One of the film's directors, Nelson Walker, says concentrating on one "character" at the hospital personalizes the disaster. He says Lumo's story became a personal one for him and his team, and the film reflects the close bond they established with Lumo.

"We really wanted to put a human face on the crisis and it's our hope that audiences here in the U.S. really connect with Lumo and use that as momentum to really begin to see what's going on over there," Walker explains.

What is really going on in Darfur is the question the film The Devil Came on Horseback raises and tries to answer. Filmmakers Annie Sundberg and Ricki Stern say their documentary bears witness to atrocities that western countries know are happening, but perhaps their film will give the world more incentive to stop the violence immediately.

Seen through the eyes of American witness Brian Steidle, the film follows him during his work as a military observer with the African Union. Steidle documents humanitarian abuses in Darfur, and then takes his message, as well as brutal photographs, back home to show the people and government of the United States.

The filmmakers say Steidle's genuine concern allowed him to connect with the people of Sudan. In the film, several refugees tell him their thoughts on the government and situation in Darfur.
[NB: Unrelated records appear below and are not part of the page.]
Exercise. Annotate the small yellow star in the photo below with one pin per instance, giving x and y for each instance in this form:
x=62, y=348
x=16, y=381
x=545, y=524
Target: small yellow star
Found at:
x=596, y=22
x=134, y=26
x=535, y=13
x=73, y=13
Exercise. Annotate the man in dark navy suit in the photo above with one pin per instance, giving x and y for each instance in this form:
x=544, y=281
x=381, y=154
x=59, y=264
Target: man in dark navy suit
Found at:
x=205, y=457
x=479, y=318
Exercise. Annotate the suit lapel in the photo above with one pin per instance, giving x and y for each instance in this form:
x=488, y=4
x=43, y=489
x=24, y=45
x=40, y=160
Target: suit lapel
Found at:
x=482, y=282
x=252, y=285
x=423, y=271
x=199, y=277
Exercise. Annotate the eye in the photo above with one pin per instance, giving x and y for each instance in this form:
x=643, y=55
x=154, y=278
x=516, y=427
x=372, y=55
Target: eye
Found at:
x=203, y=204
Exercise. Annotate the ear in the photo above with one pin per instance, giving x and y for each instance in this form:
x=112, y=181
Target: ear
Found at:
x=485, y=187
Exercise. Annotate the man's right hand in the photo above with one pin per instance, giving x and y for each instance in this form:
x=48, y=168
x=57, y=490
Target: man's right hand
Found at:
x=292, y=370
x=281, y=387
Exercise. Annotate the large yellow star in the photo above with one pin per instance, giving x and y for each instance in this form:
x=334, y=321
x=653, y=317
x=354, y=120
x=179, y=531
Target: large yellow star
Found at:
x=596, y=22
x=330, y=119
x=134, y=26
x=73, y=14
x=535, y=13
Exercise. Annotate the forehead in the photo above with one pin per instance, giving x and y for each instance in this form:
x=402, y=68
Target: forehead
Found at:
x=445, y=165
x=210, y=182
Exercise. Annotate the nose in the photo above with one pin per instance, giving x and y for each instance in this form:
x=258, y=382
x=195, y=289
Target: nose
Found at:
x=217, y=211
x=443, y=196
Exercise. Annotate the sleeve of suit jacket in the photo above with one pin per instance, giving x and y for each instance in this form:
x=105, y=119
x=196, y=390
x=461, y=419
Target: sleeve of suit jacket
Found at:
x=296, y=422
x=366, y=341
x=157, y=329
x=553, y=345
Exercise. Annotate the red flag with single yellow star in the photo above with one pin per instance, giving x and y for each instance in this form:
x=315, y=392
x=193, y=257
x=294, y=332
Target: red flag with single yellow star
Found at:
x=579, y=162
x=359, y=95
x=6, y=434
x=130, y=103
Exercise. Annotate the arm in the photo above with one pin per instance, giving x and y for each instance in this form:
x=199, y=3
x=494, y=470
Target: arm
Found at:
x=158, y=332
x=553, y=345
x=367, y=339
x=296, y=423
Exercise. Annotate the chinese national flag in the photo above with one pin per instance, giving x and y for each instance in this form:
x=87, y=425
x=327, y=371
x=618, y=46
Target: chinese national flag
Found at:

But, he says, they are scared and don't reveal their identity for fear of a backlash.

"They fear if they speak out against the government that they will be imprisoned. I was talking to two individuals confidentially the other day," he says. "They say that there is no gray area. It is either genocide or not. Are people being killed because they are Africans and not Arabs? Yes."

Steidle says he is afraid that the world will be hearing about Sudan for a long time to come. He says decisions are not being made fast enough and there is too much squabbling over definitions.

But one thing all three films have in common is the way they define and depict the "human" in human rights.